Arch Linux

7764 readers

5 users here now

The beloved lightweight distro

founded 4 years ago

MODERATORS

k_o_t@lemmy.ml

How do you secure Arch? (lemmy.zip)

submitted 10 months ago by driveway@lemmy.zip to c/archlinux@lemmy.ml

25 comments fedilink hide all child comments

I have my firewall configured pretty restrictively. I am attempting to configure AppArmor but it seems to complicated.

How do you secure your desktop?

you are viewing a single comment's thread
view the rest of the comments

[–] Cyber@feddit.uk 12 points 10 months ago

It all depends on your usecase to define the risk vs effort.

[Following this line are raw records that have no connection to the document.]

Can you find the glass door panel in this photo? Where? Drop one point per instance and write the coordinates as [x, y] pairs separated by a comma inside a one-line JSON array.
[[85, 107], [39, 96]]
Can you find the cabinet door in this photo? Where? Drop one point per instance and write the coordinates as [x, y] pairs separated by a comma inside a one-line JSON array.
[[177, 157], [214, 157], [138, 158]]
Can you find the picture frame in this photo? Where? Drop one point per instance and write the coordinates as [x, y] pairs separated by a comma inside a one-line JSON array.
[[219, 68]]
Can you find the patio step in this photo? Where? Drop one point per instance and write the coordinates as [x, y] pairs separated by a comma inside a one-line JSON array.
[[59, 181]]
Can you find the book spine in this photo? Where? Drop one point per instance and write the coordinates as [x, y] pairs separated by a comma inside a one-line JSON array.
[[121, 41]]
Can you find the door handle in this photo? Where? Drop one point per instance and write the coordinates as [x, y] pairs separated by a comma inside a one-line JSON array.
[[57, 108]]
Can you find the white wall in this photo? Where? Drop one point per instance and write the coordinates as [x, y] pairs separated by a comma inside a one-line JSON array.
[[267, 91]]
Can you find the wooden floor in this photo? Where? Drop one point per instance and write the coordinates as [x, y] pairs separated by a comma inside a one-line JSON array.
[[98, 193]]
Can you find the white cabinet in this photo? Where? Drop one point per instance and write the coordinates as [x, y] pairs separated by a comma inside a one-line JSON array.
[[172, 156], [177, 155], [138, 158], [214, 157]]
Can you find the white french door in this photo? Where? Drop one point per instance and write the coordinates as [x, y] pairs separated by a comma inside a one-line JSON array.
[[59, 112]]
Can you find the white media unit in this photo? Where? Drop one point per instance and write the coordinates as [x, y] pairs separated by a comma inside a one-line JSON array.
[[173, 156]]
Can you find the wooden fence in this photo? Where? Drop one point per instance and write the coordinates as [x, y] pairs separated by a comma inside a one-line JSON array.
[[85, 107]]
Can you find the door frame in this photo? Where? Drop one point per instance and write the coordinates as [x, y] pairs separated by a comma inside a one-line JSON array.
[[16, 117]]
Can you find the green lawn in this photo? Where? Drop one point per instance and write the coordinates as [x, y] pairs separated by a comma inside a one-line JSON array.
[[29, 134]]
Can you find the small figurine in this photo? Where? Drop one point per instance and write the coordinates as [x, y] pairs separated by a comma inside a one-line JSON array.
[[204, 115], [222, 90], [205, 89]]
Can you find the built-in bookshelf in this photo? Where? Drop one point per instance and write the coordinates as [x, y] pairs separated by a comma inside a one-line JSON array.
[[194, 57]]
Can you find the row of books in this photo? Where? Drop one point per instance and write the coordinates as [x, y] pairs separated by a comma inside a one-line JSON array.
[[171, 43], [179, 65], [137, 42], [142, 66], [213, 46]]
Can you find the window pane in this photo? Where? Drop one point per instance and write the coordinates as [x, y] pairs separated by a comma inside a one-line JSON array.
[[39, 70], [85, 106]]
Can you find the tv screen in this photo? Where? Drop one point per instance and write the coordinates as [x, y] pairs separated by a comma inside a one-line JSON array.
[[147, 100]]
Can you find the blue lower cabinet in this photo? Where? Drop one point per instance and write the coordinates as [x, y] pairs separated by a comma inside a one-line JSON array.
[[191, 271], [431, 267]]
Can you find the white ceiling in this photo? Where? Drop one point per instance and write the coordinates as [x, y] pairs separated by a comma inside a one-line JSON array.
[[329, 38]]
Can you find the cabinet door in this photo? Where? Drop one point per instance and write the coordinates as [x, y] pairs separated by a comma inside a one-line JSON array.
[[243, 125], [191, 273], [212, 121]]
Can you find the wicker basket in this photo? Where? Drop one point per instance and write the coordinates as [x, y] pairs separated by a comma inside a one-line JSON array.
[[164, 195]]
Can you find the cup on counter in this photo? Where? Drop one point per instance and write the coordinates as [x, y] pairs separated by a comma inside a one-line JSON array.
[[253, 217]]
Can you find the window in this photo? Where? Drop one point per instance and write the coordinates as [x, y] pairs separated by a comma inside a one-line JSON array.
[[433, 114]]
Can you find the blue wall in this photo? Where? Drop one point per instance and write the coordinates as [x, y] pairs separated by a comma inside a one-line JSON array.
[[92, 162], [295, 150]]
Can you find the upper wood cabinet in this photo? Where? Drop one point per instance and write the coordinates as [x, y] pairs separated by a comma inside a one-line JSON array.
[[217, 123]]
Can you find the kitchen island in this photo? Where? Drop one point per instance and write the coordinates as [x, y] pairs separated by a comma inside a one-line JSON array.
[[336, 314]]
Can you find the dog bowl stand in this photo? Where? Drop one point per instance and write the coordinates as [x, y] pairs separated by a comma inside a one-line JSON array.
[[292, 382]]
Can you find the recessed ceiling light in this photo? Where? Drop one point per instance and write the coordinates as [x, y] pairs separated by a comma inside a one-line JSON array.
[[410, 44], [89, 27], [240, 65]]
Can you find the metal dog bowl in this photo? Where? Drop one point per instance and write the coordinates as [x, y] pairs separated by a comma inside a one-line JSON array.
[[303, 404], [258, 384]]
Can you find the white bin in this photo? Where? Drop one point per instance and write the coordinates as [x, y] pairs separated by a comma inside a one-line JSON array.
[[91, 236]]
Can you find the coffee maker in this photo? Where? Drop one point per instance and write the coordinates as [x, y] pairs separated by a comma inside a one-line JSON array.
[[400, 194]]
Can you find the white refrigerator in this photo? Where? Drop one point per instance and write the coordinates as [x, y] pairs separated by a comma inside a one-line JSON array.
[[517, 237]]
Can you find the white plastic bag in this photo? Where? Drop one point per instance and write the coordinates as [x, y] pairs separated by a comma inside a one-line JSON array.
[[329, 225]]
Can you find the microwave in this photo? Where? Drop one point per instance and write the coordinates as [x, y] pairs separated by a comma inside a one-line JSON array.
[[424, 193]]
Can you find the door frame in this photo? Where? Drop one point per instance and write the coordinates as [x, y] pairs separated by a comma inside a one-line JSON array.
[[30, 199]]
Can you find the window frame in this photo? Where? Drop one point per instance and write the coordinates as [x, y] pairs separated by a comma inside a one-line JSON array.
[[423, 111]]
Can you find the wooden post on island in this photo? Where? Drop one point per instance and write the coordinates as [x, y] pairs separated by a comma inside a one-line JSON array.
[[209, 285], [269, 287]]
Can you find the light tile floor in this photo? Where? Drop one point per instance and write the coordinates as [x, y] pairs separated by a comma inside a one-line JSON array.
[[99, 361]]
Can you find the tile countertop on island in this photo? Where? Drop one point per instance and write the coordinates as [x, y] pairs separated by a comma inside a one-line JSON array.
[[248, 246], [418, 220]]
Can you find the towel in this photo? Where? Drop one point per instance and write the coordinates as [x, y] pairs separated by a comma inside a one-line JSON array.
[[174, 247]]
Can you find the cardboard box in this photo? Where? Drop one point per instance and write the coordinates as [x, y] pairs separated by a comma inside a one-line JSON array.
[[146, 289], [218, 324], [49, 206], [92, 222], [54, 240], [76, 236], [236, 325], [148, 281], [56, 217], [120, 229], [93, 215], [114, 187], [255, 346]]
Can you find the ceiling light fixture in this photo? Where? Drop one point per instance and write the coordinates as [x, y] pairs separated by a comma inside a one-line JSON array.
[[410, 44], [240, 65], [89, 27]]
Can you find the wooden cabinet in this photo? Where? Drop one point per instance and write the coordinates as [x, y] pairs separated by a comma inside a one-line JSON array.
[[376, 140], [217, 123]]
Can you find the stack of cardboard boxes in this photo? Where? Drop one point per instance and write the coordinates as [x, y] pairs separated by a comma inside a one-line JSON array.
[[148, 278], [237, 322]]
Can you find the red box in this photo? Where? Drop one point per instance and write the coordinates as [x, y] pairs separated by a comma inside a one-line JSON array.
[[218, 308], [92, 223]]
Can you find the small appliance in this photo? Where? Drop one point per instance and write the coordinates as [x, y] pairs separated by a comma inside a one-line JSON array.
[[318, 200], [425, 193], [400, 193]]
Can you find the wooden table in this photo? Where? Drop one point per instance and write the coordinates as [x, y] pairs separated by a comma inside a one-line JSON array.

I work in a cyber security role, yet my personal laptop has minimal security, because it doesn't need it. Am I keeping military secrets on it? No. Does it contain bank records? No. So no full disk encryption, no app sandboxing, no AV scanning.

My work laptop... well, that's a different case altogether.

My advice: do 1 thing at a time and make sure you understand it. For example, do you need a SSH server on a desktop device? Just disable it and that's it secured. No need for additional jails, fail2ban, firewalls, etc... now it's easier to maintain, which improves your overall security posture.

Have a look at Lynis and CIS-CAT, etc to audit your system... if it's vulnerable and you don't use it, remove it.

That's why I use Arch... it only has the components you need.